Hyperparathyroidism was the direct cause of death in only two cases of acute hypercalcemia. Although sporadic pHPT is known to moderately increase mortality [2729], we did not include hyperparathyroidism in the multivariate analysis. First of all, a large majority of patients were affected by pHPT, rendering the specific impact difficult to study statistically. Second, these patients are intermittently exposed to the risk of hypercalcemia after their diagnosis since they are often operated on and cured, but in many cases relapse occurs. They may be operated on several times. Third, pHPT is not a clear-cut condition. Hypercalcemia arises progressively during MEN1 disease. The impact of pHPT on mortality in MEN1 deserves further study.

The prognosis of MEN1 disease has improved regularly since 1980. The analysis of causes of death showed a slight decline in MEN1-related deaths over time. This was due to the dramatic decrease in operative mortality and the virtual disappearance of deaths related to the complications of ulcerous disease (perforation or hemorrhage). These data may partially explain the decreasing risk of death over time shown in the multivariate analysis. In three previous studies that addressed the question of MEN1 causes of death [1012], the proportion of deaths directly related to MEN1 ranged from 28 to 46%. This contrasts with our figures of 76.8 and 71.4%, respectively, before and after 1990. Differences in study design and the median follow-up of 6.3 years of the present study may account for this discrepancy. Since most patients still die from MEN1 disease, these results point out the need for further advances in the detection and treatment of life-threatening MEN1 lesions.

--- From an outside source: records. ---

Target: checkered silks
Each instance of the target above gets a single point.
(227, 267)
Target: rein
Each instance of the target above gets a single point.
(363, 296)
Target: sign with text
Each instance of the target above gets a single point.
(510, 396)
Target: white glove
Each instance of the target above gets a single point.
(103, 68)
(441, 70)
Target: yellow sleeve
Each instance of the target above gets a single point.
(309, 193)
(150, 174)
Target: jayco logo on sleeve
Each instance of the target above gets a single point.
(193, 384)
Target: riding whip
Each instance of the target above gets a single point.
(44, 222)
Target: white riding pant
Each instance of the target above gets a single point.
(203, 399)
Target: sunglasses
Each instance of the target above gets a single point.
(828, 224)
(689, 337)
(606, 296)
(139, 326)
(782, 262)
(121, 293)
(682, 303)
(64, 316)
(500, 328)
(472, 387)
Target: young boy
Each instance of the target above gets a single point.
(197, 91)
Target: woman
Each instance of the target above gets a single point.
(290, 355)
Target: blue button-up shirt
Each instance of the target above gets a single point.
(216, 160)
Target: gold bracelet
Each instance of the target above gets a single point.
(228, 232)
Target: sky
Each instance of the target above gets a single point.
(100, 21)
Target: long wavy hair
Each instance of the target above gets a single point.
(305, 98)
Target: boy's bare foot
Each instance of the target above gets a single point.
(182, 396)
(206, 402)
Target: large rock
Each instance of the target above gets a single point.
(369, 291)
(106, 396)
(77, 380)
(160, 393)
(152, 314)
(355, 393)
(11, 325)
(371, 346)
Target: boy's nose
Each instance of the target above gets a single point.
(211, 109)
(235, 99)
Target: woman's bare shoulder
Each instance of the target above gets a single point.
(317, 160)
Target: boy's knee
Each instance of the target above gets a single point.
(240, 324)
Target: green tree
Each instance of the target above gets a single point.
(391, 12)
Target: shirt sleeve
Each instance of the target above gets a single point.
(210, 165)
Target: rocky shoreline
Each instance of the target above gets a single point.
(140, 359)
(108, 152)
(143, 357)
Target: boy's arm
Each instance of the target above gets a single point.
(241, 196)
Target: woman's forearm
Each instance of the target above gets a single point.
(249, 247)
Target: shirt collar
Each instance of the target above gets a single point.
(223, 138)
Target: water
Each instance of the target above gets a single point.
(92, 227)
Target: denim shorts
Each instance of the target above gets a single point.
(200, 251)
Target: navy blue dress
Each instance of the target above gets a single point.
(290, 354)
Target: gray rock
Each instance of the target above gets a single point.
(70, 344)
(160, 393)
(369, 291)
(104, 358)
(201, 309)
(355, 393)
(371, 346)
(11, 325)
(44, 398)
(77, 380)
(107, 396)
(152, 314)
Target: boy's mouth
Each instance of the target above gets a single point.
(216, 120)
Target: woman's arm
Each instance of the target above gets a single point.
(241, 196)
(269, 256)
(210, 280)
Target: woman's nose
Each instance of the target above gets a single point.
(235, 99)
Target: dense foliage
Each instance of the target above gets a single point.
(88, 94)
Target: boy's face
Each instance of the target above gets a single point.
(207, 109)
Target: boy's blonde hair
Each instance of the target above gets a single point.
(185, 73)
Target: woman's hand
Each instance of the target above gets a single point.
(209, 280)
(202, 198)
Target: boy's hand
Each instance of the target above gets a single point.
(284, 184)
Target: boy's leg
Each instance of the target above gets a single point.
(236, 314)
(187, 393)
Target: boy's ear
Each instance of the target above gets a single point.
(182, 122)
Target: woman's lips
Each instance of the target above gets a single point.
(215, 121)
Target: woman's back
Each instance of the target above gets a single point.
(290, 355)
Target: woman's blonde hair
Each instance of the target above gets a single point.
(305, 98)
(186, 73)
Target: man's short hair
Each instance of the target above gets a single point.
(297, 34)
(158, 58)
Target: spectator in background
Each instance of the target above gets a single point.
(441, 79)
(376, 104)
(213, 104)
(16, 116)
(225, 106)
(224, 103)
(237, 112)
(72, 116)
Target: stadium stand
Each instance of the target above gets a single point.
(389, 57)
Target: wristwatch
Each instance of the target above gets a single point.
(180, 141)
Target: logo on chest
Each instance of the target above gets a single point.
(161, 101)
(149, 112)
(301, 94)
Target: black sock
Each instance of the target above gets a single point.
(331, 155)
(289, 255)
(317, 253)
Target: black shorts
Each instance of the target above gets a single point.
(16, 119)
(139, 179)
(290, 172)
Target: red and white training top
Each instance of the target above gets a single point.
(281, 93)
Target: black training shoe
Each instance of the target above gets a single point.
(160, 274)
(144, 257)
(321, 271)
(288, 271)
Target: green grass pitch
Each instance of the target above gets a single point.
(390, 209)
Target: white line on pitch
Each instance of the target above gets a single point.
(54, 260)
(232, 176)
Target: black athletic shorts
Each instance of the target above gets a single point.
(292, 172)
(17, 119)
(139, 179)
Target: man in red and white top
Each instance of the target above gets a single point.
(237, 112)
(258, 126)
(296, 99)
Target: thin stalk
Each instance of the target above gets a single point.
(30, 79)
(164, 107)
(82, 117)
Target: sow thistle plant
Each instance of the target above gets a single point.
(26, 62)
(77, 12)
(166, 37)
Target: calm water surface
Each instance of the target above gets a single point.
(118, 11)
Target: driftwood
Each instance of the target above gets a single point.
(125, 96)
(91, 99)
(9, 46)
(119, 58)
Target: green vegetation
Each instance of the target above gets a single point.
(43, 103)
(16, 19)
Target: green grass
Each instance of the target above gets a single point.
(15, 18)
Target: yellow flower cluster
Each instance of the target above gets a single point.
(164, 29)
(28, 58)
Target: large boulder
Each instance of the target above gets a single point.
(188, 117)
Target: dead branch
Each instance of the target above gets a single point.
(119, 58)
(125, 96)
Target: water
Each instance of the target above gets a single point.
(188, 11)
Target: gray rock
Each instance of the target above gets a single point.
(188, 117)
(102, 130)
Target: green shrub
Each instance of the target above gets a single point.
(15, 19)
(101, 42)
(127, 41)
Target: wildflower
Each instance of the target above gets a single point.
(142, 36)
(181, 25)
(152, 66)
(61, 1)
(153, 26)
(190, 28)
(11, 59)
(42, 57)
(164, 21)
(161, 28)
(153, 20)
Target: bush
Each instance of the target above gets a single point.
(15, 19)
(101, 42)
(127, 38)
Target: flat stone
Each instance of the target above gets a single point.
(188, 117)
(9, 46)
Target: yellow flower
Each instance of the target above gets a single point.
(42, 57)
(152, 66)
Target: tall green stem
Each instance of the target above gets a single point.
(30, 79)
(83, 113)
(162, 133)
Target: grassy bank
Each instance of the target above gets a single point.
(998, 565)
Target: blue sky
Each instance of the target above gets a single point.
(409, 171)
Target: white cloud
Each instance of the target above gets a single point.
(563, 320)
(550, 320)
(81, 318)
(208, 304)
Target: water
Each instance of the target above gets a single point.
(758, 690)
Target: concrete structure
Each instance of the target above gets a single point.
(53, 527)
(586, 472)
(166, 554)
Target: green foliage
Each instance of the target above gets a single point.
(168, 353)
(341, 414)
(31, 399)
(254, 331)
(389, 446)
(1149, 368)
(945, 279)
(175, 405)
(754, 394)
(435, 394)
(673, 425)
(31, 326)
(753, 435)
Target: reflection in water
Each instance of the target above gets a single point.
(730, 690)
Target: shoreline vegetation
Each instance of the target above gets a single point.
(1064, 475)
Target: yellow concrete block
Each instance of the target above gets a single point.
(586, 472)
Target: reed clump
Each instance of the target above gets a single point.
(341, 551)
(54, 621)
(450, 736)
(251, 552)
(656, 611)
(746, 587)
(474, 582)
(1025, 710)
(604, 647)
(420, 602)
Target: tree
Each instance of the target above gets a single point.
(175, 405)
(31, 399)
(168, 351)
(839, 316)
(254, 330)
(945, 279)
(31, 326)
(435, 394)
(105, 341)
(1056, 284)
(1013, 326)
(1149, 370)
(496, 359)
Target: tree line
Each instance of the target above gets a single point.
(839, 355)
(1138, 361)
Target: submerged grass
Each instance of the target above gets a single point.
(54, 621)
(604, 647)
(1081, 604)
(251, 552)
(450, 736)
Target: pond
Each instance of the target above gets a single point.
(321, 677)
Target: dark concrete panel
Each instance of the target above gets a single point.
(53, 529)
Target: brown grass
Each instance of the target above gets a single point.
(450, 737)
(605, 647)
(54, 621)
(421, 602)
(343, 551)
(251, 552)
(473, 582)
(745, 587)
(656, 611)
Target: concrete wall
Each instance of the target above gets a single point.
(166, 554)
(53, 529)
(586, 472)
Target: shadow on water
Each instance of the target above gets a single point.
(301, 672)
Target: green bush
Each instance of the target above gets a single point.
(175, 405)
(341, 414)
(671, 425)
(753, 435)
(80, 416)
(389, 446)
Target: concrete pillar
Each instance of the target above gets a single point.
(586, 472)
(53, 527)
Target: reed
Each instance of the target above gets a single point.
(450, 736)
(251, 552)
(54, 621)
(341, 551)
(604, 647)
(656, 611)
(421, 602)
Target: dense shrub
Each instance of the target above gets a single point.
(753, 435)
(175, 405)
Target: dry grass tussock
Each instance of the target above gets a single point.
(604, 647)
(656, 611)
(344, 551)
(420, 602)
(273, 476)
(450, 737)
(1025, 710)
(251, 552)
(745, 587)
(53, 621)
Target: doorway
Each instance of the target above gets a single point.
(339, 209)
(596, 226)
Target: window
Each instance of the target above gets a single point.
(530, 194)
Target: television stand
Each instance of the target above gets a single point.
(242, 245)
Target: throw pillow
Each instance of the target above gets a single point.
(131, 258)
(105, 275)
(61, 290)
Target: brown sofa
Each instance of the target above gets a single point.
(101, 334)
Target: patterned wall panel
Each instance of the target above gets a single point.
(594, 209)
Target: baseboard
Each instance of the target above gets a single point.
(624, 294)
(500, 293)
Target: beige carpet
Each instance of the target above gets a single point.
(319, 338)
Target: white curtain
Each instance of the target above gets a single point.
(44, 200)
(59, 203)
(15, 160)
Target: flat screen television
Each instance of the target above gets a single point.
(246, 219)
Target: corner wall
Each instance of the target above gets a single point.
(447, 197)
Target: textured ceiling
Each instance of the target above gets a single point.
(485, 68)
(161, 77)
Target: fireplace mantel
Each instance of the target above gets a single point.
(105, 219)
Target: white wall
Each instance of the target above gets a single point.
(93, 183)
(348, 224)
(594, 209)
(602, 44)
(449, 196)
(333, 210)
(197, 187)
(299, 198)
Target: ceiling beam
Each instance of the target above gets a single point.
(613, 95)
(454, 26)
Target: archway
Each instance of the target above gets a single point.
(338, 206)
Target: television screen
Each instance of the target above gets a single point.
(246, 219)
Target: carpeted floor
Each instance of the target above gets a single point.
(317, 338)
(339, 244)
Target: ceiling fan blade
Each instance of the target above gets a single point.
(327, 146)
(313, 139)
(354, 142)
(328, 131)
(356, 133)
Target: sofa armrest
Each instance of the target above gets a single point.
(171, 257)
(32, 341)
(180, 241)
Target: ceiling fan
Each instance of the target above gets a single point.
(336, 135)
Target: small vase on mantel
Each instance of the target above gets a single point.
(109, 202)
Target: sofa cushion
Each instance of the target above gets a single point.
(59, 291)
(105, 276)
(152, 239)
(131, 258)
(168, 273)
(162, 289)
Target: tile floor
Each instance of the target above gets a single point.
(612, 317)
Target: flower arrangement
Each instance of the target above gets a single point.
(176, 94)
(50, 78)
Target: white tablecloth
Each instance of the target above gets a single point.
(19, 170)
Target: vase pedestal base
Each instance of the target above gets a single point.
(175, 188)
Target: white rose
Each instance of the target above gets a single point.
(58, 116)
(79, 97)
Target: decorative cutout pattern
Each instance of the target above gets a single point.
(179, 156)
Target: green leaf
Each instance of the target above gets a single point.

As expected, the presence of a family history of MEN1 had a protective effect on the risk of death. Indeed, early detection and follow-up programs set up in already known families may account for this favorable impact. As far as the decreased risk of death in women is concerned, it must be remembered that MEN1 patients are affected by a chronic disease with good survival. Consequently, like in the rest of the population, women with MEN1 have a longer life expectancy than men.

Non-MEN1-related deaths were due to various medical causes but also to other cancers, especially breast cancers. The hypothesis of a link between breast cancer and MEN1 disease has been raised [30]. However, the findings of the present study did not suggest a higher number of breast cancer deaths compared to the general population. Indeed, four deaths from breast cancer would be expected in the GTE cohort according to the national estimation of breast cancer mortality [31].

In conclusion, this study shows that given their high potential for malignancy, their silent course, and their frequency, the detection of NFPT deserves special attention. These lesions require as much attention as other duodenopancreatic lesions such as gastrinomas or GVS [15, 16]. Only a regular imaging work-up may detect them before they turn into aggressive lesions [17, 18]. Current guidelines advocate performing abdominal CT scans or magnetic resonance imaging of MEN1 patients at age 20 and then every 3-5 years [6]. Given our results, imaging every 3 years seems safer. Moreover, the presence of possible malignant adrenal tumors that increase the risk of death confirms this attitude. As far as thymic tumors are concerned, a yearly chest CT is already recommended [6]. Indeed, there are concerns about the radiation dose exposure of yearly chest CT scans on a majority of patients who will not present a thymic tumor. This issue has been addressed by Radiological Societies such as the Fleischner Society [32]. These questions need to be addressed during further expert MEN1 meetings. Improving the detection of these life-threatening lesions may reduce the 71% of MEN1-related deaths in forthcoming years.